L'ancien ministre de la Justice passe en revue tous les détails de l'enquête autour du meurtre de la touriste irlandaise. Il veut prouver que la police ne s'est appuyée que sur des aveux, contestés par la suite, pour inculper un employé du groupe Naïade, Sandip Mooneea.
Il veut tout repasser au peigne-fin. L'ex-ministre de la Justice Rama Valayden s'est donné pour mission de revoir, un à un, tous les éléments entourant le meurtre de la touriste irlandaise Michaela Harte.
Depuis quelques jours déjà, il est le nouvel homme de loi de l'accusé No. 2 Sandip Mooneea. Me Valayden a déjà pris les devants en réclamant à la direction de l'hôtel Legends de conserver la chambre 1025 en état, telle qu'elle a été laissé le jour du crime, soit le lundi 10 janvier 2011.
L'idée de l'avocat étant de faire visiter cette pièce par les jurés quand l'affaire sera prise aux Assises. Une demande a aussi été faite à la firme de gardiennage privée assurant la sécurité de l'établissement de Grand-Baie de mettre sous scellés tous les images de vidéo surveillance de l'établissement de Grand-Gaube le 10 janvier.
Bien qu'il nie l'accusation portée contre lui, Sandip Mooneea, employé de l'hôtel du groupe Naïades, a été dénoncé par son subalterne, Avinash Treebhowon, à la Major Crimes Investigation Team (MCIT) comme étant celui qui a étranglé l'Irlandaise. Elle était venue au Legends pour sa lune de miel avec le footballeur John McAreavey et aurait surpris Treebhowon, le valet de chambre, en train de fouiller son porte-monnaie.

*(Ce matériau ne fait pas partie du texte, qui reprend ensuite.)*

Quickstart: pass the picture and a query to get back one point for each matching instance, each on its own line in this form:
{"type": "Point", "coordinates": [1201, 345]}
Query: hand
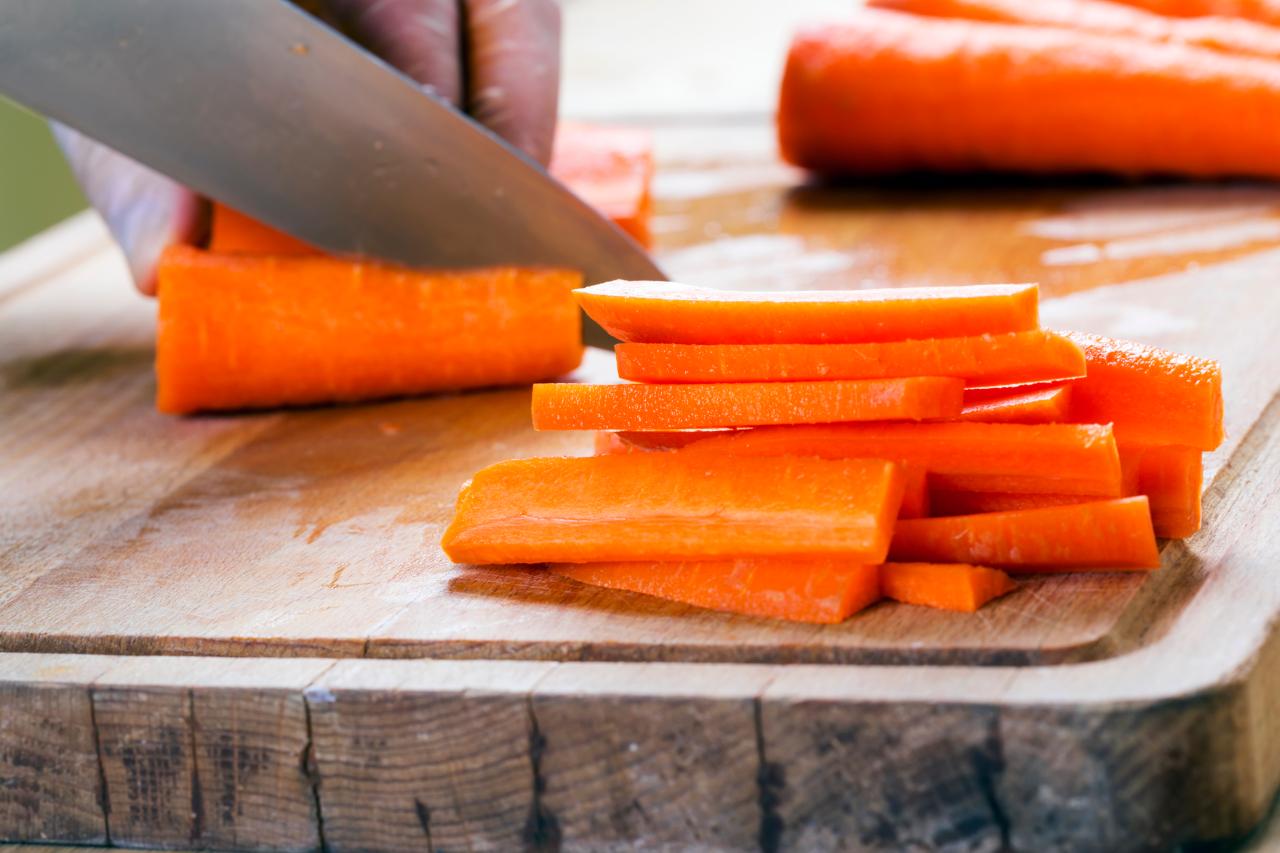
{"type": "Point", "coordinates": [498, 59]}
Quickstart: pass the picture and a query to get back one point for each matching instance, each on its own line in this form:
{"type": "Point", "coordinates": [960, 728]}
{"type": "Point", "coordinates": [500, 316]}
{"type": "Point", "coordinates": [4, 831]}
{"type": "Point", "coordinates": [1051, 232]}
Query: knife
{"type": "Point", "coordinates": [264, 108]}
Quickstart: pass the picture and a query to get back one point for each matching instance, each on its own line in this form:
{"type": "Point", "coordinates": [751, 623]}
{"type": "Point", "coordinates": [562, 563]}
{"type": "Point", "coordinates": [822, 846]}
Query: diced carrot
{"type": "Point", "coordinates": [945, 585]}
{"type": "Point", "coordinates": [245, 332]}
{"type": "Point", "coordinates": [666, 313]}
{"type": "Point", "coordinates": [805, 591]}
{"type": "Point", "coordinates": [1104, 534]}
{"type": "Point", "coordinates": [671, 507]}
{"type": "Point", "coordinates": [664, 407]}
{"type": "Point", "coordinates": [1013, 359]}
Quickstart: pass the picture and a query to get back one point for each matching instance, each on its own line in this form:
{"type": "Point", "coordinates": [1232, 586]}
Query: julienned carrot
{"type": "Point", "coordinates": [666, 313]}
{"type": "Point", "coordinates": [944, 584]}
{"type": "Point", "coordinates": [1052, 459]}
{"type": "Point", "coordinates": [243, 332]}
{"type": "Point", "coordinates": [886, 92]}
{"type": "Point", "coordinates": [1011, 359]}
{"type": "Point", "coordinates": [632, 406]}
{"type": "Point", "coordinates": [671, 507]}
{"type": "Point", "coordinates": [1104, 534]}
{"type": "Point", "coordinates": [807, 591]}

Michaela Harte se prélassait près de la piscine aux cotés de son mari quand elle est revenue, à sa chambre, à l'improviste, pour récupérer des biscuits. selon Avinash Treebhowon, Sandip Mooneea l'aurait fait taire et l"aurait étranglé par la même occasion .
Après une enquête préliminaire qui a débuté en cour de Mapou le 20 juin, les deux hommes ont été déférés aux Assises, le lundi 18 juillet. Le procès a plutôt été celle de la police, des enquêteurs ayant occasionné des fuites d'informations à la presse irlandaise alors que qu'elles n'étaient pas vraies.
La MCIT a ainsi pris pour son grade, étant accusé d'avoir brûlé les étapes dans son enquête. Et de n'avoir aucune image vidéo impliquant les deux accusés, ni avoir su quel était le passe-partout qui a été utilisé pour ouvrir la chambre 1025.
Pour corser le tout, Avinash Treebhowon s'est rétracté et les résultats des tests ADN sur les fragments de peau sous les ongles de la victime n'ont rien donné. L'empreinte génétique d'une tierce personne a été décelée mais pas celle des deux accusées...
C'est sur ces failles que compte comptabiliser Me Valayden pour assurer la défense de Sandip Mooneea. En essayant de montrer que dans la majorité des enquêtes de la MCIT, ce sont les aveux qui ont servi à faire avancer une enquête et non pas la collecte de preuves ou de témoignages directs.